All You Need to Know About Mesa County Politics, All in One Place

In Mesa County, things are little backwards. The candidates are the biggest signs are the ones NOT to vote for.

Mesa County rule of thumb: Vote AGAINST the candidates with the biggest, most professionally-made signs

Have you been so busy trying to make ends meet, putting food on the table and raising your kids that you haven’t had time to bone up on local politics? There’s an election is coming up this November. How will you know who to vote for?

It’s simple.

The one thing you need to know is that the same party has been in charge of everything here for decades: the Mesa County Republican Party, which some call the “Old Guard Republican Establishment” (OGRE). They’ve had a lock on local elected offices for a very long time.

So have they done a good job? Judge for yourself:

1) Mesa County’s unemployment rate is one of the highest in the state;

2) Our local wages are among the very lowest in the state;

3) 13.4 percent of people in our area live below federal poverty level ($23,550 for a family of four),

4) Our suicide rate is among the highest in the U.S.;

5) Mesa County was the drunkest county in Colorado in 2013 (based on the average blood alcohol concentration for arrested drunk drivers);

6) Forty one percent of School District 51 students qualify for free and reduced-cost lunches at school, and Kids Aid, an area nonprofit that provides backpacks of food to hungry students so they can get through the weekends without starving, sends 1,800 District 51 students home with backpacks full of non-perishable food home each WEEK.

Yes, you read that right. Eighteen hundred Mesa County school children are food insecure every week.

Corruption, Crime and Self-Congratulations

Mesa County Republicans have also given rise to a long string of embarrassing and corrupt public officials, many of whom keep getting recycled over and over. A few examples:

In 2013, the FBI raided the Grand Junction Regional Airport Authority to investigate apparent fraud and corruption. Gregg Palmer, owner of Brown’s Shoe Fit on Main Street and a former mayor of Grand Junction, served on the Airport Board during the time the FBI is investigating for fraud. Despite this, he ran for Mesa County Commissioner last year.

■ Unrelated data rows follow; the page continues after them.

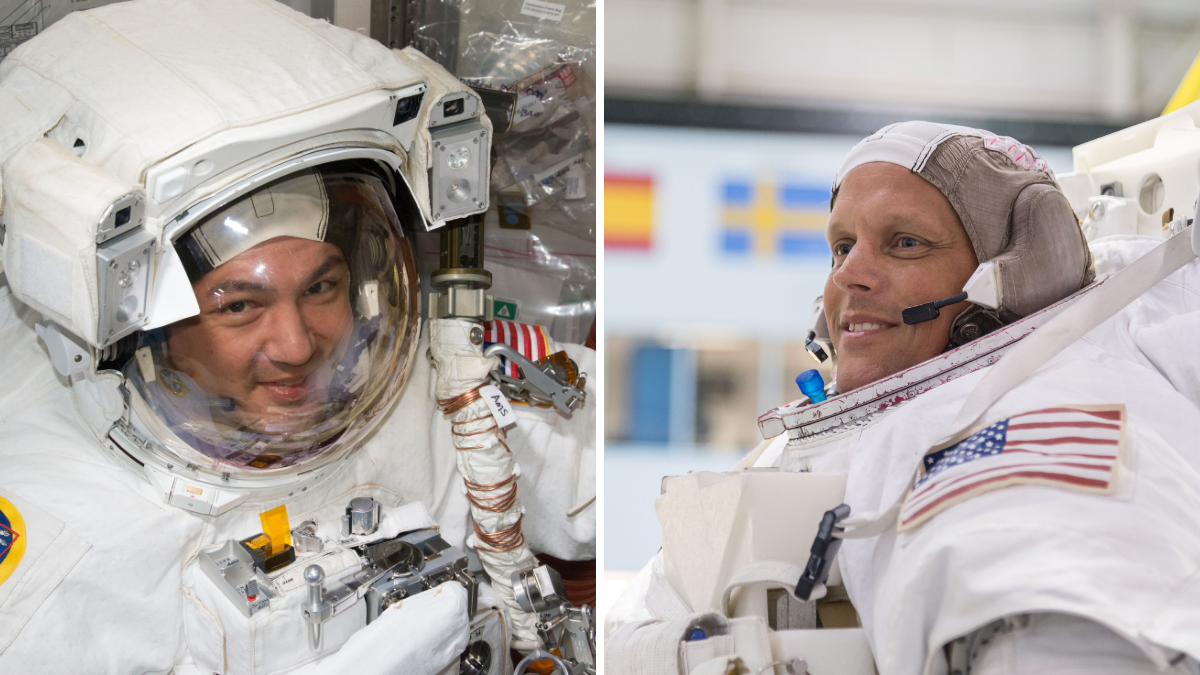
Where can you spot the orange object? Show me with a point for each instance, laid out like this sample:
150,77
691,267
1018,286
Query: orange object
628,211
275,526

The local Republican party’s favored candidate for Sheriff this year, State Senator Steve King, was forced to withdraw from the race after he was charged with three felonies and two misdemeanors for falsifying time cards at the Mesa County Sheriff’s Department where he worked, and failing to report income as is required for state legislators.

Former Grand Junction City Councilman Rick Brainard

Former Grand Junction City Councilman Rick Brainard

Rick Brainard (R), backed by the Grand Junction Chamber of Commerce (R), was elected to Grand Junction City Council in April, 2013, but got arrested two days later for assaulting his girlfriend. After the “No Brainard Recall Committee” formed, marched on City Hall, protested, showed up at city council meetings and started organizing a recall election, Brainard pled guilty to the charges, stepped down from Council and left the state in disgrace. Three Republican members of the seven member City Council then construed themselves a majority (do the math), and appointed Brainard’s replacement: a man who has a DUI arrest on his record (pdf) with a blood alcohol level more than twice the legal limit, which puts him in the category of a “persistent drunk driver.”

Our former Congressional representative, Scott McInnis, had Congress rename a nearby national conservation area in his own honor. Overnight, Congress suspended the rule that prohibits congressmen from naming public works after themselves, and then quietly changed the name of the area from “Colorado Canyons National Conservation Area” to the self-congratulatory “McInnis Canyons National Conservation Area,” without seeking input from anyone in Colorado. To this day, western Colorado has the only national conservation area in the country named after a person instead of the area’s most outstanding geographic feature. McInnis ran for governor in 2010, but had to withdraw from the race amid charges he plagiarized a series of essays that a foundation paid him $300,000 to write. He apologized to the public and paid the money back to the foundation. McInnis is now running for Mesa County Commissioner.

Nice, huh?

There’s lots more. But since your time is limited, if you want even more information on the long string of disappointing candidates that Mesa County’s dominant political party has fed us, just use the Google search terms provided below. They are specially formulated to turn up the most pertinent information highest in the search results. No need to include the information in the square brackets in your search — it just lets you know their elected positions.:

“Janet Rowland” bestiality  [Mesa County Commissioner] “Craig Meis” ticket fix  [Mesa County Commissioner] “Jared Wright” loaded handgun  [State Representative] “Jared Wright” fired
“Sam Susuras” mystery bill  [Grand Junction Mayor] “Laura Bradford” DUI traffic stop gun  [State Representative] “Rose Pugliese” global warming [Mesa County Commissioner]

Former Congressman Scott McInnis's reputation was tarnished by a plagiarism scandal in 2010.

Former Congressman Scott McInnis’s reputation was tarnished by a plagiarism scandal in 2010.

This isn’t all of it by a long shot. There’s so much more, but this gives you an idea of what Mesa County has been laboring under for the last several decades.

So with so many people running, how do you know who to vote for?

It’s pretty easy.

Vote Against the Candidates with Huge Signs

We’ll make things simple. All you really need to know about Mesa County politics is that the candidates with the biggest political signs are the people to vote against.

Yes, against.

These are the folks who are backed by the money bags, not by your neighbors and co-workers. They are groomed for office, poorly, and foisted into power by the wealthy but completely inept Mesa County Republican Party, whose failure rate for elected officials now exceeds that of any other county in the state and whose embarrassment index has blown the lid off any other Colorado community.

So go forth and vote in November without hesitation. Now you how to vote to give people in our area a better shot at a decent economy and a better life. Vote for the people with small signs and help make the changes we so badly need to finally turn Mesa County’s long-sinking fortunes around.